Lorenna.Lima 09/12/2023
"Mete o brio naquele lugar de onde não sai "
"Não operarás o paciente no dia de sua morte", é o mandamento a que se refere o título do livro. É a frase pronunciada de pai para filho no momento mais doloroso da história. É o imperativo de como todo médico deve respeitar suas próprias limitações diante da morte.
Shiva e Marion são gêmeos nascidos na Etiópia em condições pouco comuns, não só por virem ao mundo ligados pela cabeça, mas por serem filhos de uma mãe freira indiana e um cirurgião inglês. São criados por Ghosh e Hema, também médicos, em Adis Abeba, capital do país, orbitando o ambiente do Hospital da Missing, onde crescem, aprendem e conhecem o amor, não só pela medicina.

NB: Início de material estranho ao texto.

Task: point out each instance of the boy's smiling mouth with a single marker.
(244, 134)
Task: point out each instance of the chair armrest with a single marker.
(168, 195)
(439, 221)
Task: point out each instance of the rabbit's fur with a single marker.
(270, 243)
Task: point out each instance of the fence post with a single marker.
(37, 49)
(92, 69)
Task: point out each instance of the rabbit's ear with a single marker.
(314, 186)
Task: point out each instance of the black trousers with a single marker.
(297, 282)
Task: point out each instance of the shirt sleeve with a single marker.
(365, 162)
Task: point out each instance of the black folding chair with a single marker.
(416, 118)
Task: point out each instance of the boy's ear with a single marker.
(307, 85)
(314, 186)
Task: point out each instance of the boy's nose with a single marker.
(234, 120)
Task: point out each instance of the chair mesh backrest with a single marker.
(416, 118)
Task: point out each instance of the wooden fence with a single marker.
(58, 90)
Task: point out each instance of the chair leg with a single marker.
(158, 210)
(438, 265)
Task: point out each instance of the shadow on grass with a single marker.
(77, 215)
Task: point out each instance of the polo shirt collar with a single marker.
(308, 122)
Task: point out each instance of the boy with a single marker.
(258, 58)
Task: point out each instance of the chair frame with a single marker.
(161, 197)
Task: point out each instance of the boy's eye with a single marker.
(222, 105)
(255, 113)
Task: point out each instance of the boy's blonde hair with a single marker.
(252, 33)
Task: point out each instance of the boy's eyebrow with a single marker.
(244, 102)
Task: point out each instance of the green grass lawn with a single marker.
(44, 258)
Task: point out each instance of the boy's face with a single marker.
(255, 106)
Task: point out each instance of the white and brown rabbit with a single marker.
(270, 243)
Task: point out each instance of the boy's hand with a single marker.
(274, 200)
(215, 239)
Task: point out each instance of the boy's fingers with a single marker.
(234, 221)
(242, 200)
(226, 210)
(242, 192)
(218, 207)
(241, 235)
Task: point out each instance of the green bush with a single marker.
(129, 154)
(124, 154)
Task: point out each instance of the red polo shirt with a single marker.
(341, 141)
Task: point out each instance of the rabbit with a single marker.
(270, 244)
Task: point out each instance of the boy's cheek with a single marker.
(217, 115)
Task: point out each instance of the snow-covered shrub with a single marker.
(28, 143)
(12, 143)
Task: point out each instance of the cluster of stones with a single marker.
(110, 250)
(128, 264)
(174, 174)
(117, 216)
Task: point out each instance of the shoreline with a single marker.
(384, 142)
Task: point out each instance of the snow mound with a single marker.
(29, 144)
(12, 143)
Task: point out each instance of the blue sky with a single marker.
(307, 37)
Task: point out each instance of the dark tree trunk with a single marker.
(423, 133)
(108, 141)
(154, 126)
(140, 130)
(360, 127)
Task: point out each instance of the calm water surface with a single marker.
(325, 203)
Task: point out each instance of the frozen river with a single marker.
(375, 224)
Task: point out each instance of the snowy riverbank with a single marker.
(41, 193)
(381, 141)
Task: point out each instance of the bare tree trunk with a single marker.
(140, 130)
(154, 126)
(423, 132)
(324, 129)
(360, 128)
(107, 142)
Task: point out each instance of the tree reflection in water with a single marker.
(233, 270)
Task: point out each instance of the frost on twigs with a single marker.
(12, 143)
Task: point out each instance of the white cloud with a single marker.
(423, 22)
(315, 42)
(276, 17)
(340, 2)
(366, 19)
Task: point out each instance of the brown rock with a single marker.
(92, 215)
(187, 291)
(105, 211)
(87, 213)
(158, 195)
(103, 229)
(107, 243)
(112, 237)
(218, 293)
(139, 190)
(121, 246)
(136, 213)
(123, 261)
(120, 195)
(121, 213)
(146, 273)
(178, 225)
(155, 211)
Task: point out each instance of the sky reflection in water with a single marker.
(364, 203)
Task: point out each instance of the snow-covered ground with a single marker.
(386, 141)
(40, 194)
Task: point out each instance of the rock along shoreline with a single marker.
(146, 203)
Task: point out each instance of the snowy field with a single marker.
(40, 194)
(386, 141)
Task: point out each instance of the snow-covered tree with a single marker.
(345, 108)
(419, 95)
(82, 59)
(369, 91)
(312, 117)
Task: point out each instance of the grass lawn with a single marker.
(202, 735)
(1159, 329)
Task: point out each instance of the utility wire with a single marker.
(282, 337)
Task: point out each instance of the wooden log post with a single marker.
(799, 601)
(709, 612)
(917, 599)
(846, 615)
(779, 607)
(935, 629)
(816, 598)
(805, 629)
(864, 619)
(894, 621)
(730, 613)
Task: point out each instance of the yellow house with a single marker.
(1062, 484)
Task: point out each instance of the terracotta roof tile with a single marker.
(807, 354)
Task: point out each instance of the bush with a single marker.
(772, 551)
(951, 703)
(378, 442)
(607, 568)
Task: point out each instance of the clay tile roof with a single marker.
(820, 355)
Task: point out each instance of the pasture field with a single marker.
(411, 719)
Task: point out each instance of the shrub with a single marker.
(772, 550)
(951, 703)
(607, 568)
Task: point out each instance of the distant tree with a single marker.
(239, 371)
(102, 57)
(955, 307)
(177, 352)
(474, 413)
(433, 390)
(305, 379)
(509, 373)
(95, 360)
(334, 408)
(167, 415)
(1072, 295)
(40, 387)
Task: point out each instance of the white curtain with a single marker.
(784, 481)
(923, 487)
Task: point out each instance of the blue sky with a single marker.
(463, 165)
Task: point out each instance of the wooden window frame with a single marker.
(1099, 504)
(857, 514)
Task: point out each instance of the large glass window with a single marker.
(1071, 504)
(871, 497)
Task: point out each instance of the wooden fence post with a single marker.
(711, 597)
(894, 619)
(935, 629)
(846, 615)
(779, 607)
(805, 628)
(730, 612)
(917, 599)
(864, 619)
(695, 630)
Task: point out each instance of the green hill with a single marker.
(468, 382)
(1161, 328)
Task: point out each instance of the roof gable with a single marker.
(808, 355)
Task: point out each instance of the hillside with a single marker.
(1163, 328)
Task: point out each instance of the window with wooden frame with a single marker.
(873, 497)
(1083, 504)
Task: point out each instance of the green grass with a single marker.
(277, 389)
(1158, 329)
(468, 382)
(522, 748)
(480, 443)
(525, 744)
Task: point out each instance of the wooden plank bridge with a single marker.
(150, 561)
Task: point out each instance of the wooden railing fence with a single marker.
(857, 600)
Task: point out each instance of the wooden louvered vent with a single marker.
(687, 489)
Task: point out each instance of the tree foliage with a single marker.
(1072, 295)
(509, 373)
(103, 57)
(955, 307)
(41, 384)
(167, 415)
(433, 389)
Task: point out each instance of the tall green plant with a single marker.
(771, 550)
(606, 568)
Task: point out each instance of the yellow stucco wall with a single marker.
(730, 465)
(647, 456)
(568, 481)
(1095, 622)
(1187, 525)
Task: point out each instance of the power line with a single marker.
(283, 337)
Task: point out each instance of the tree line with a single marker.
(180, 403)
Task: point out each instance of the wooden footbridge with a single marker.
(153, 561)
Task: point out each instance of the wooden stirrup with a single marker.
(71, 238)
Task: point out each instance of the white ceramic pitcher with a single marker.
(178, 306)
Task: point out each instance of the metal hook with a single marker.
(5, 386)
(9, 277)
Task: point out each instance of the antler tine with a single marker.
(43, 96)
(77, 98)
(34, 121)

Ghosh é o personagem, na minha opinião, mais fascinante da história, apesar desta ser narrada e protagonizada por Marion. É o pai amoroso, presente e ciente da singularidade de seus filhos, é um marido amoroso e arrebatado, é um médico empático e perspicaz, é um amigo leal, é um aprendiz incansável, é um professor por vocação e paixão, é um apaixonado pela medicina. É um fanfarrão, que com a satisfação com sua família e sua vida, a vive plenamente, sem aparentar insatisfações pelo que não possui. É um agradecido.
Também poderia ler um livro inteiro só sobre Hema. Mulher forte. Saiu da Índia para trabalhar como a ginecologista na Etiópia num hospital filantrópico fugindo do nepotismo e machismo que determinavam quem tinha oportunidades no seu país. Escolheu tornar-se mãe. Entregou-se a esse papel. Deixou-se amar e amou com entrega.
Poderia escrever uma resenha para cada um dos personagens, tamanha a ligação que criei com esse livro.
Confesso que as referências a medicina conversaram com minha própria história e tiveram um apelo particular em mim. Há momentos, que a escolha por essa carreira é posta em dúvida. São diversas as ocasiões que isso acontece. Para mim, o livro foi um alento, não mitigou minhas inseguranças, todavia, me lembrou algumas das razões pelas quais escolhi essa profissão, seus encantos, que, às vezes no redemoinho da vida, é tão fácil esquecer. Acredito que esse seja um dos motivos que tornaram Ghosh tão especial para mim. Ele nunca parecia esquecer as dádivas da medicina e da vida, apesar de enxergar as amarguras.
"Mete o brio naquele lugar de onde não sai!" era frase favorita dele e agora é a minha também.